I consider myself a needy person. If you subscribe to the enneagram camp, you’d say it’s because in those times I’m an unhealthy two. However, I just see it as form and function of how I was raised and who I am—it’s good and bad at times. However, this quality gives me a unique relationship with social media. I can endlessly scroll through my FB or IG feed looking at photos, reading articles, commenting, and liking. It’s natural and gives me a sense of connection to those with whom I follow. I can keep up-to-date easily with friends in other countries, with relatives we rarely see, or others who land on the periphery of my daily life.
But social media comes at a cost too. There are times I’ll get down a rabbit hole of checking in on an old buddy and find myself viewing photos of their family reunion from three years ago (how the hell did we get here?). Or I’ll get easily overcome by the FOMO of online posts (cool, my friends are hanging out without me…oh awesome, they’re engaged/pregnant/starting their own business/etc). I can obsess about whether folks have commented or liked my “recent”, mindlessly opening and closing apps to see if there is any new notification. Those are the extremes.
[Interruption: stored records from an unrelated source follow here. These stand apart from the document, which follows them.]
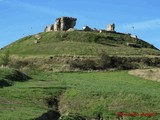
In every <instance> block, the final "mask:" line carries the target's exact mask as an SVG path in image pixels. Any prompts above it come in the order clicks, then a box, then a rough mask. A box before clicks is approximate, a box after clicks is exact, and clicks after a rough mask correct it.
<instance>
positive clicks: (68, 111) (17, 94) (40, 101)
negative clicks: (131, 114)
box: [0, 17, 160, 120]
mask: <svg viewBox="0 0 160 120" xmlns="http://www.w3.org/2000/svg"><path fill="white" fill-rule="evenodd" d="M68 19H69V20H70V19H71V21H70V22H71V23H72V22H73V24H70V25H68V27H64V25H65V24H64V23H65V22H64V20H67V21H68ZM72 20H73V21H72ZM56 21H57V22H56V23H55V24H53V25H51V26H48V27H46V28H45V32H42V33H38V34H35V35H30V36H26V37H24V38H21V39H19V40H17V41H15V42H14V43H12V44H10V45H8V46H6V47H4V48H3V49H2V50H1V51H0V55H1V56H0V58H1V59H0V60H1V61H0V64H1V65H2V67H4V68H1V69H0V87H4V88H1V89H0V96H1V97H0V98H1V100H0V108H1V109H2V112H1V113H0V116H1V119H7V120H18V119H20V120H24V119H25V120H31V119H32V120H33V119H34V120H43V119H48V120H53V119H55V120H101V119H106V120H120V119H125V120H130V119H135V120H140V119H141V120H146V119H158V118H160V115H159V113H160V111H159V108H160V105H159V104H158V103H159V102H160V87H159V85H160V84H159V83H158V82H156V81H157V79H159V77H158V76H159V75H158V74H159V71H160V70H159V69H156V70H154V69H150V70H146V69H145V70H146V71H147V72H146V71H145V70H144V71H143V70H142V71H140V72H139V70H135V71H131V72H130V74H131V75H129V74H128V71H127V70H128V69H137V68H150V67H151V68H153V67H158V66H160V51H159V50H158V49H157V48H155V47H154V46H153V45H151V44H149V43H147V42H145V41H144V40H141V39H139V38H138V37H136V36H132V35H131V34H124V33H118V32H116V31H115V30H114V27H115V26H114V24H111V25H109V27H108V30H96V29H94V30H93V29H91V28H89V27H88V26H85V27H84V29H83V30H75V29H73V26H74V25H75V21H76V19H75V18H68V17H65V18H59V19H57V20H56ZM59 23H60V24H59ZM70 27H71V28H72V29H70ZM68 28H69V29H68ZM17 69H18V70H17ZM86 70H87V72H86ZM92 70H94V71H92ZM123 70H125V71H123ZM20 71H23V72H20ZM66 71H67V72H66ZM137 73H140V74H138V75H137ZM134 75H137V76H140V77H142V78H140V77H137V76H134ZM148 75H149V76H148ZM29 76H30V77H29ZM26 78H28V79H26ZM144 78H145V79H153V80H155V81H149V80H145V79H144ZM24 81H25V82H24ZM7 86H11V87H7ZM120 112H124V113H133V112H136V113H137V114H138V116H136V117H134V118H133V117H132V116H120V115H118V113H120ZM150 112H153V113H154V114H152V116H149V117H148V116H141V114H142V113H144V114H146V115H148V114H149V113H150ZM149 115H150V114H149Z"/></svg>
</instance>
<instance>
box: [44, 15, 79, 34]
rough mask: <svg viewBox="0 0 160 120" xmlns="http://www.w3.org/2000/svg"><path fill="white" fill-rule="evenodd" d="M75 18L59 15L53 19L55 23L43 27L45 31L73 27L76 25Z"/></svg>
mask: <svg viewBox="0 0 160 120" xmlns="http://www.w3.org/2000/svg"><path fill="white" fill-rule="evenodd" d="M76 20H77V19H76V18H72V17H60V18H57V19H56V21H55V24H52V25H50V26H47V27H46V28H45V30H44V31H45V32H50V31H67V30H68V29H70V28H74V26H75V25H76Z"/></svg>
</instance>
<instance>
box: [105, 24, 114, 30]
mask: <svg viewBox="0 0 160 120" xmlns="http://www.w3.org/2000/svg"><path fill="white" fill-rule="evenodd" d="M107 31H112V32H115V24H114V23H113V24H109V25H108V26H107Z"/></svg>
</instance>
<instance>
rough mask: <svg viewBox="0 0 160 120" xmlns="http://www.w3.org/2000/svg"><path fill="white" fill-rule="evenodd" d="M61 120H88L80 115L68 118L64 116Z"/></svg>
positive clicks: (73, 115)
mask: <svg viewBox="0 0 160 120" xmlns="http://www.w3.org/2000/svg"><path fill="white" fill-rule="evenodd" d="M60 120H86V119H85V118H84V117H82V116H80V115H78V114H69V115H66V116H62V117H61V119H60Z"/></svg>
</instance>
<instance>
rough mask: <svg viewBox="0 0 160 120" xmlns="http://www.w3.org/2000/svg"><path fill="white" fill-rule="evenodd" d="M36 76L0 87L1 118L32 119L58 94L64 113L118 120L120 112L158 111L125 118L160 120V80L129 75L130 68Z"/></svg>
mask: <svg viewBox="0 0 160 120" xmlns="http://www.w3.org/2000/svg"><path fill="white" fill-rule="evenodd" d="M29 75H30V76H31V77H32V78H33V79H32V80H29V81H27V82H23V83H18V82H17V83H15V85H14V86H12V87H5V88H1V89H0V118H1V119H2V120H30V119H35V118H37V117H39V116H41V115H42V114H43V113H45V112H47V111H48V110H50V109H51V108H48V106H47V103H46V99H48V98H54V97H57V98H58V100H59V104H58V109H59V111H60V113H61V115H62V116H63V115H68V114H70V113H72V114H74V113H76V114H77V113H78V114H79V115H81V116H83V117H85V118H88V119H92V118H97V116H98V117H101V118H103V119H105V120H116V119H118V118H117V115H116V114H117V112H124V113H133V112H137V113H139V114H141V113H143V112H144V113H151V112H154V113H157V114H156V115H155V116H151V117H146V116H136V117H124V119H125V120H159V118H160V115H159V114H158V113H160V83H158V82H154V81H148V80H144V79H142V78H138V77H135V76H132V75H129V74H128V71H117V72H90V73H53V72H30V74H29Z"/></svg>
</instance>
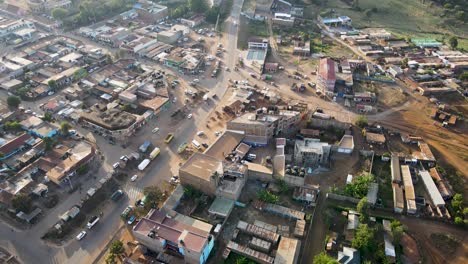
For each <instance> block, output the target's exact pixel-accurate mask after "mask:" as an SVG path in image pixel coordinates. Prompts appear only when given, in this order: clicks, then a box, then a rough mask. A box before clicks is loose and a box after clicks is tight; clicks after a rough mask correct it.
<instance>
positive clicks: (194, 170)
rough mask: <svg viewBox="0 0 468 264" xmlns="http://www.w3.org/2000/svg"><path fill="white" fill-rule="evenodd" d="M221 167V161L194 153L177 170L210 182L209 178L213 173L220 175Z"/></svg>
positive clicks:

Throughout the pandemic I think this got worse, who knew that was possible! For a long bit, online/virtual was my only social outlet. And I let myself succumb. As things have started to open up and I’ve been connecting in real life with people, this techno-need hasn’t quite dissipated. But what I’m realizing (or perhaps I’ve known but I’m now admitting to myself) is that it isn’t healthy. Set aside the screen time and damage to my eyes and neck: social media takes a toll on my mental and emotional health. I’m not blaming the platforms, I fully recognize it’s my bad habits and internal struggle that makes it difficult. And if FB/IG/SC didn’t exist, I’m sure there’d just be something else in their place. I can’t change everything. My nature (susceptibility?) is not going to change. But there are things within my control: I choose how and when and how often I engage. And so I’m doing a social media inventory, figuring out what’s important and what’s not. I’ll make changes to meet my own needs. Does it mean I may miss out on your kid’s 1st birthday cake smash photos? Yup. Does it mean I may miss announcements of engagements and weddings and babies and retirements and funerals. Yup. Does it mean that I might not see as many conversations (polite or otherwise) about current events and the state of the world? Yup. It’ll be an adjustment for sure, and I may not always succeed, but I just might be okay with new habits. And hey, maybe it will give us something genuine to discuss when we next meet for coffee/see each other at the store/grab lunch/go for a walk/FaceTime/chat on the phone.
If I’m honest, there is part of me that will miss the drama. Hi, I’m human and I’m prone to gossiping—social media definitely fuels that (for me). So all of this to say if you see me posting and engaging less, if you notice I’ve unfollowed or quieted or taken a break from this or that person, if I’m somehow absent from a platform due to deleted account, know this: I’m trying each day to take a little bit better care of myself. This has been ongoing—it started with diet and exercise, which I feel I’ve gotten a handle on. Now it moves to social/emotional health (I sound like a School Counselor). And this is just one piece of the puzzle.
Perhaps you feel (or have felt) the same way I’ve described. If so, I see you, it’s not easy. Sometimes just being acknowledged helps. I’d encourage you to do your own self-reflection and inventory surrounding social media. How do you feel when certain things happen? Are there specific people that are triggers for you? What changes do you need to make for you? It’s tough. I think it’s worth it, though. Not everyone will understand the decisions you make. People are bound to have their feelings hurt along the way. Hopefully if they are your people (tribe/inner circle/posse/core group) they will understand. And if not I think it says more about them than it does about you. If you needed the push, here it is: take care of you.